Левчук радовался разговору с Павлом, он понимал, что судьба сводит их опять вместе и надолго; и он волновался, краснел, круглая плешь его покрывалась испариной; и Павлу от этого стало больно. В прошлом боевой командир, Федор Левчук показался ему студенистым, бесформенным. «Не понимаю, Федор, когда ты так согнулся?» — «Что, Павел Николаевич? — подставлял ладонь к уху Левчук. — Раньше точно такие указания давали, разве ты не помнишь?» — «Вот что: никаких особых условий создавать не надо. В буфете оставь то, что есть в магазинах. Так, чтобы вдоволь было еды и питья». — «Все будет, Павел Николаевич, и насчет еды и насчет питья — все продумано. В буфет часть «Столичной» заброшу, а для президиума коньяку достал шестнадцать бутылок». — «Эх, Федя, Федя! Изломало тебя время-то, гвардеец!» От этих слов у Левчука дрогнула бровь. «Изломало, Павел. Друзья не стали узнавать. Сельская торговля — та же фронтовая полоса. Все на виду и все в опасности. Не хватает того-другого — председатель сельпо виноват: «не удовлетворяет постоянно растущие потребности трудящихся». Бездельник. Близорукий. Исключить из партии, снять с работы. Будто потому и в партии состоишь, что боишься потерять работу. Это, Павел, не шутка, слезы». Он впился короткими сильными пальцами в край стола: «Ты говоришь: убери все «дефициты». Правильно говоришь. Потому что люди смеются. Как собрание какое, говорят, так и «дефициты» продают. Вроде как по себе делят… И все-таки кое-кому эта твоя мысль не понравится. Рисуется, скажут, Крутояров. Вот тут и покрутись». — «Я, Федя, крутиться не буду. А что так нельзя — это ребенку понятно. Чистота и откровенность для нас — первое дело».

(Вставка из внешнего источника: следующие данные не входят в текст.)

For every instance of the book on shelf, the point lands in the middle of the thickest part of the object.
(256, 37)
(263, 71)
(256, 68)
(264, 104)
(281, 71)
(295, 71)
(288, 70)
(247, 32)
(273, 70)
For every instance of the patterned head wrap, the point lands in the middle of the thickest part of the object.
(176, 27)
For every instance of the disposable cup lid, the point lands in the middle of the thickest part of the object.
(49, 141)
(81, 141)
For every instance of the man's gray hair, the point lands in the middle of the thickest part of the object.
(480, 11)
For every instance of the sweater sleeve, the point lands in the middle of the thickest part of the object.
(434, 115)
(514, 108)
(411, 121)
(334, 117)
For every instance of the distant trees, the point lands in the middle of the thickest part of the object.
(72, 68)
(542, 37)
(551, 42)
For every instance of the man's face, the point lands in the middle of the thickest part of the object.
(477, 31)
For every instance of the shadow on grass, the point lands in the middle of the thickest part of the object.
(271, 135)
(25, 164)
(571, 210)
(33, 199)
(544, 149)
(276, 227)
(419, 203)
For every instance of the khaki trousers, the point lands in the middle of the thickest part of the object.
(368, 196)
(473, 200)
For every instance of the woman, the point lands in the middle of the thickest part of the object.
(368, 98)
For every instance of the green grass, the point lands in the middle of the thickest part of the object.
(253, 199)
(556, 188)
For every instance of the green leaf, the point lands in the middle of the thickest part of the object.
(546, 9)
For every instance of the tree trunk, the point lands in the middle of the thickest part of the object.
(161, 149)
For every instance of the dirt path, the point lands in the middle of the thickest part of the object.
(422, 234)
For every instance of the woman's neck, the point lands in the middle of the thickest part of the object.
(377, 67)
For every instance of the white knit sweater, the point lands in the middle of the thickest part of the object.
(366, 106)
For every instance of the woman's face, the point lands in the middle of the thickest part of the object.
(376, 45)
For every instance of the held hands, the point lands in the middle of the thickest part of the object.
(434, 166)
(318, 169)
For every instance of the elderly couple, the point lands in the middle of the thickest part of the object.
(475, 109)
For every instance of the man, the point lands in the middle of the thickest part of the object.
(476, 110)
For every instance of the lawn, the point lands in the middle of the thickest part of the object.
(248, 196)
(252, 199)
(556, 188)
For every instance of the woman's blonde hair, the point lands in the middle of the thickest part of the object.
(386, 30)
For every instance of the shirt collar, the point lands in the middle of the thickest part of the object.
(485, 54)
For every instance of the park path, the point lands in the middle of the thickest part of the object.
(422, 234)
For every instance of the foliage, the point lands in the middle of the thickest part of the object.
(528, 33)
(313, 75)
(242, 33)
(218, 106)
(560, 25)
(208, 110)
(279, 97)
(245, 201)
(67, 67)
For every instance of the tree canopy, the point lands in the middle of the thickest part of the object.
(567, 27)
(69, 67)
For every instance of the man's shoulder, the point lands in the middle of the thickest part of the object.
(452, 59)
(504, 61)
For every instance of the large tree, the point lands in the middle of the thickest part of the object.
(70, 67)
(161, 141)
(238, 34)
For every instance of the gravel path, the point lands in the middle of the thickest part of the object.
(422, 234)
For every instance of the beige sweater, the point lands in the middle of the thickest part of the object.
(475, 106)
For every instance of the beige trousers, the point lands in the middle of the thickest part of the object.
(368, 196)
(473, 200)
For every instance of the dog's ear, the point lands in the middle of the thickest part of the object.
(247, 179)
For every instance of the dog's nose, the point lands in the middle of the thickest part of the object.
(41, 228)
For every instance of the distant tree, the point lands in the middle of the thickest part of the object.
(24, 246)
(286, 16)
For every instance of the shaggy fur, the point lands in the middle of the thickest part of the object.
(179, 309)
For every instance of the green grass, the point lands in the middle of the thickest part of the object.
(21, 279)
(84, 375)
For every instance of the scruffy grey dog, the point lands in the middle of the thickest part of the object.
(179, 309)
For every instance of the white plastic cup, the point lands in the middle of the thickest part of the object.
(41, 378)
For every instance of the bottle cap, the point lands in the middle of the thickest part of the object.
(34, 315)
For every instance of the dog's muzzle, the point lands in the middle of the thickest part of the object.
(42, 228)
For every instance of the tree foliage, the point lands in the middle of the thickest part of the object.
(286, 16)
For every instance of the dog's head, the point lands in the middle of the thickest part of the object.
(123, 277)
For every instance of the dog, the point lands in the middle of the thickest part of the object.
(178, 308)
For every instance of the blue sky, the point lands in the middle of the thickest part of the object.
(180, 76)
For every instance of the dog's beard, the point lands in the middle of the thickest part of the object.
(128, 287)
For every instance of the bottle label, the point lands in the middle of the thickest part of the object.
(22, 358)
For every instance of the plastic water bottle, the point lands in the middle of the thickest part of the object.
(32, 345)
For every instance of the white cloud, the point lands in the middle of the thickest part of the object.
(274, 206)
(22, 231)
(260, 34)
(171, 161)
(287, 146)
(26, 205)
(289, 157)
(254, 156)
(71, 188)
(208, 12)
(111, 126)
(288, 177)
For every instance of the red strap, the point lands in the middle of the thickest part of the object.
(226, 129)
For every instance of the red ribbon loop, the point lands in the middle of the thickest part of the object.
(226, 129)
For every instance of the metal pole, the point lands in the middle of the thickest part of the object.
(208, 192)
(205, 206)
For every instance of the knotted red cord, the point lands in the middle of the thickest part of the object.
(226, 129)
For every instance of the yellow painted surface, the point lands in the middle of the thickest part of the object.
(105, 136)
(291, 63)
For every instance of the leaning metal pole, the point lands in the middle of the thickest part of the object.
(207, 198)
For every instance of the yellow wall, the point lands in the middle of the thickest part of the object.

— При чем тут чистота, — вмешивался Верхолазов. — Разве плохо, если все лучшее продадим передовикам, если уж на всех недостает?

— Нет. Неплохо. Но мы увезем к ним, по деревням, продадим там, где они живут и работают. А из отчетного собрания ярмарку устраивать не следует!

Беркут слушал все, о чем говорили, навалившись грудью на стол, пристально глядел на Павла.

— Да, да! Так лучше будет! Правильнее, — согласился он.

* * *

Собрание прошло обычным порядком: доклад, прения, приветствие пионеров, вечером — концерт местной самодеятельности, как и всегда, с активным участием нимало не постаревших Афони Соснина и его сестры Акулины. Когда кончились выступления и избран был состав колхозного правления, над Рябиновкой расходилась метель. Ветер пробивался через плохо замазанные рамы, шевелил пыльные восковые занавеси на окнах. Шоферы у подъезда грели моторы легковушек и грузовиков, поджидая своих деревенских.

Беркут собрался ехать домой, в райцентр, сразу же после организационного заседания правления. Попрощался со всеми запросто.

— Давай, Крутояров, — говорил Павлу, — разворачивайся, спи — лежа, работай — бегом. Успехов тебе!

Озабоченный Павел просил Беркута:

— Остались бы до утра, Родион Павлович. Ночь. Заберетесь где-нибудь в сугробы, измучаетесь. Завтра угольники пустим, легче проедете.

— Ничего. «Газик» — сила! Ты не беспокойся. Вот товарищ Верхолазов ненадолго тебе в помощники останется. Да и Лобачев еще не сдал колхоз. Дела, Павел Николаевич, неотложные.

Крутояров знал: удерживать Беркута бесполезно, отступился. Остались в горнице Увара Васильевича вдвоем с Верхолазовым. Долго прислушивались, сидя на кроватях, к стуку ветра за окнами и курили. Потом Павел сходил на кухню, принес бутылку коньяку, вытянул штопором от универсального складня пробку.

— Часто прикладываешься? — спросил, задергивая шторку, Верхолазов.

— Раз-два в месяц.

— Учти, ты сейчас в Рябиновке вождь!

— Ну и что?

— Сам знаешь, чтобы никаких замечаний.

— Говорят, когда у Беркута спросили, можно ли коммунистам пить водку, он долго молчал, а потом сказал два слова: «Дуракам нельзя!»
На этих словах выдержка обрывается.